The main focus of this study was to evaluate the long-term effects of Cd on forearm bone mineral density after the cessation of the ingestion of Cd-polluted rice. A total of 458 persons (294 women, 164 men) from three Cd exposure areas (low, moderately, and heavy) participated in this study. Those living in the moderate and heavy exposure areas ceased ingesting Cd-polluted rice (0.51 and 3.7mg/kg, respectively) in 1996 (10 years prior to present analysis). The participants completed a questionnaire and bone mineral density (BMD) was measured by dual energy X-ray absorptiometry (DXA) at the proximal radius and ulna. The changes and change percentage in forearm bone density and the prevalence of osteoporosis between 1998 and 2006 were used as markers of bone recovery. The Cd concentrations in urine (UCd) and blood (BCd) in 1998 were used as Cd exposure markers. The values of the BMD change and change percentage of groups in which UCd was above 5microg/g creatinine (microg/g crea) and BCd was above 10microg/L were significantly higher than those of the low-exposure groups (in women, p<0.001; in men, p>0.05). The BMD change and change percentage correlated positively with the UCd and BCd (in women, p<0.01; in men, p>0.05). Analysis of the Z-score revealed that the prevalence of osteoporosis in 2006 was higher than that in 1998 and increased along with the level of UCd and BCd in both women and men, especially for those subjects with the higher BCd [BCd>5microg/L, OR=3.45 (0.95-13.6); BCd>10microg/L, OR=4.51(1.57-13.54)] and UCd [UCd>10microg/g crea, OR=4.74 (1.82-12.81)] in women. It is concluded that decreasing dietary cadmium exposure at the population level is not associated with bone recovery at the individual level, and the adverse bone effects of Cd exposure persisted after the main source of Cd exposure had been blocked, especially in women.
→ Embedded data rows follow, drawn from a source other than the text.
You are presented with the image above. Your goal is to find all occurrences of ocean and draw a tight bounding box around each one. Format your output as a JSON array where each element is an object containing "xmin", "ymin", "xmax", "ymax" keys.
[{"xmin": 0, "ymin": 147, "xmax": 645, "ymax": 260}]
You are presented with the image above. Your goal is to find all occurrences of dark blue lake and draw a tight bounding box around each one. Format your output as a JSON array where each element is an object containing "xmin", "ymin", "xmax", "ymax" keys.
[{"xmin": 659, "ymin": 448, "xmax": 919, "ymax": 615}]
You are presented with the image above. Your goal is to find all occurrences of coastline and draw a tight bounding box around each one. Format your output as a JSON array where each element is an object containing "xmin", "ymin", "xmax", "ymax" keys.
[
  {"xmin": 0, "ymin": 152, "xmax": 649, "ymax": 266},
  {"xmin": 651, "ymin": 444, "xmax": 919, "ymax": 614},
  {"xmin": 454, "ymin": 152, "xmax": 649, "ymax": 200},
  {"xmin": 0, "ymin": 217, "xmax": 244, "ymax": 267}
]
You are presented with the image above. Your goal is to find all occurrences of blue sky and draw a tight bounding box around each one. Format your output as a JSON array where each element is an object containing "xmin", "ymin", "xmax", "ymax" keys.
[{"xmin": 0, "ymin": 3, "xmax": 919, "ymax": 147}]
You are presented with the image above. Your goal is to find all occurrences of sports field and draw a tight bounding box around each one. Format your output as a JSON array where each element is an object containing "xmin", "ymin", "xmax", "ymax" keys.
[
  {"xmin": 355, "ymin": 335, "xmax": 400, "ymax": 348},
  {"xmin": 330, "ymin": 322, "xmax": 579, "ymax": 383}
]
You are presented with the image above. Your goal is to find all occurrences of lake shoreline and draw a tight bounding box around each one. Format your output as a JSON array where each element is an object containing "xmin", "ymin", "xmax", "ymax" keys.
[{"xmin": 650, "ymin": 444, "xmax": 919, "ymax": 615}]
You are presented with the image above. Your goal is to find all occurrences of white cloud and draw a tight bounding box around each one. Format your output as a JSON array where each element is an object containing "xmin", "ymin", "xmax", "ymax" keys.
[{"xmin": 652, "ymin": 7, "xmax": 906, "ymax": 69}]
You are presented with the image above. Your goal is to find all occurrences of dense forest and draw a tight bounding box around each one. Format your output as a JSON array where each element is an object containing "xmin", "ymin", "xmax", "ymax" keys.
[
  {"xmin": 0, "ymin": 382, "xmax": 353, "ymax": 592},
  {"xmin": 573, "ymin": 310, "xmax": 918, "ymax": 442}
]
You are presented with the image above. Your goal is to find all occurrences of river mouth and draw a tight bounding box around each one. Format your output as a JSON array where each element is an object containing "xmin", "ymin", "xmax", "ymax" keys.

本研究的主要重点是评估停止摄入镉污染大米后,镉对前臂骨矿物质密度的长期影响。来自三个镉暴露地区(低、中、高)的458人(294名女性,164名男性)参与了本研究。生活在中度和重度暴露地区的人在1996年(即本次分析前10年)停止摄入镉污染大米(分别为0.51和3.7mg/kg)。参与者完成了一份问卷,并通过双能X线吸收法(DXA)测量了桡骨近端和尺骨的骨矿物质密度(BMD)。1998年至2006年间前臂骨密度的变化及变化百分比以及骨质疏松症的患病率被用作骨恢复的指标。1998年尿镉(UCd)和血镉(BCd)浓度被用作镉暴露指标。尿镉高于5μg/g肌酐(μg/g crea)且血镉高于10μg/L的组的骨密度变化值和变化百分比显著高于低暴露组(女性,p<0.001;男性,p>0.05)。骨密度变化及变化百分比与尿镉和血镉呈正相关(女性,p<0.01;男性,p>0.05)。Z评分分析显示,2006年骨质疏松症的患病率高于1998年,且在女性和男性中均随尿镉和血镉水平的升高而增加,尤其是血镉水平较高的受试者[血镉>5μg/L,OR=3.45(0.95 - 13.6);血镉>10μg/L,OR=4.51(1.57 - 13.54)]以及尿镉水平较高的女性[尿镉>10μg/g crea,OR=4.74(1.82 - 12.81)]。研究得出结论,在人群水平上降低膳食镉暴露与个体水平的骨恢复无关,并且在镉暴露的主要来源被阻断后,镉暴露对骨骼的不良影响仍然存在,尤其是在女性中。